This part is about skills and character progression. (Number 1, 2, 3)
Right from the beginning it was clear that skill would have a level, that they would be used for bonus dice, narrating facts and some special function, like attacking, healing, defending. The set of special applications changed a lot. In the end, there were eight main types.
But how would skill levels be assigned? I wanted to make it simple. One experience point should be one skill level. Taking inspirations only from the best, I borrowed FATE's skill pyramid, but turned into stairs. In FATE, a character need always more skills at level n-1 than at level n. In B&B, a character must have at least one skill at every level from 1 to n.
This method is very clever way to have a character level, without having a character level. In D&D3 for example, there is hard cap based on character level. In FATE, there is an implicit cap: the highest possible pyramid you can build with a certain number of skill points. In my experience, such caps are the only way to reliably prevent characters getting too powerful. Other games use escalating costs for higher skill level. Higher level calculation aside, I don't think escalating costs do what they should. They are supposed to encourage buying a more diverse set of skill for a character. In my experience, players will only save longer to buy their favorite skills, thereby doing the opposite.

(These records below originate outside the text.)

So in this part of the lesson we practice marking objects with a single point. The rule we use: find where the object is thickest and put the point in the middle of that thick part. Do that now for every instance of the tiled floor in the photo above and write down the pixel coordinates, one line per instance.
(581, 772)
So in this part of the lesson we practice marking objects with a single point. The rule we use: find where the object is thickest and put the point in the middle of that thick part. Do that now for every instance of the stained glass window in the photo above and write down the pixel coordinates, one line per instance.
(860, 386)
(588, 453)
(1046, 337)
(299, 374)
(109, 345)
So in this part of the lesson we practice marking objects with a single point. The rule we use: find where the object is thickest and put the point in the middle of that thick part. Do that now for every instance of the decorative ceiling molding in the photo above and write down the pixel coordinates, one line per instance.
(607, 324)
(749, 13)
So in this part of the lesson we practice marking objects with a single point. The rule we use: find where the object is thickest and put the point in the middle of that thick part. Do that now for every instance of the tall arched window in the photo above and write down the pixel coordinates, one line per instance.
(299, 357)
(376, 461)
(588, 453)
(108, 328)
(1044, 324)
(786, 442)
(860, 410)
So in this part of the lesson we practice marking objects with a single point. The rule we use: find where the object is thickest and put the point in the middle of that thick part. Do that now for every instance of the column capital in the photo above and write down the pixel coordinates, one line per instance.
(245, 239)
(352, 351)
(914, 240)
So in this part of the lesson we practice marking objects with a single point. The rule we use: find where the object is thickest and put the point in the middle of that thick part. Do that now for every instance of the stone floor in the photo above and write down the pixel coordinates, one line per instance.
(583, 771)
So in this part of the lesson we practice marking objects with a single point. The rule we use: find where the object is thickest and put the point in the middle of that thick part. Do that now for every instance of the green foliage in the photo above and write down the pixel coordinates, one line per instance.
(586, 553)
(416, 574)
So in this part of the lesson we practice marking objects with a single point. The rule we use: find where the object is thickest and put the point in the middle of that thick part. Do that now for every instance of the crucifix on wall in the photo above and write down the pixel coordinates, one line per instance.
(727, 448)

Next, I introduced add-ons to skills. These include specials like attacking several targets, healing in the fray, summoning better followers. Stuff like that. They are not always active, but require a special condition. There is a common list for conditions and a specific list of add-ons for each type of skill.
The concept is very similar to SFX in the new Marvel Heroic RPG by Cam Banks et al. That's coevolution, mind you, so I'm very glad that I have similar ideas as the guys at MWP. Unlike heros in MHRPG, heros in B&B shouldn't have add-ons to every one of their skills.
In the beginning, I tried to grant a bonus to skills without add-ons. But that didn't feel right. A simple skill should be just plain worse than an augmented one. The final solution was surprisingly simple and addressed another issue as well. It goes like this: Characters can only have add-ons to half their skills. Round down.
Again a hard cap was simpler than incentives, and more effective. In addition, this rule proved to be a further incentive to spread a character's skill set. A character with more skills at lower levels will have more add-ons.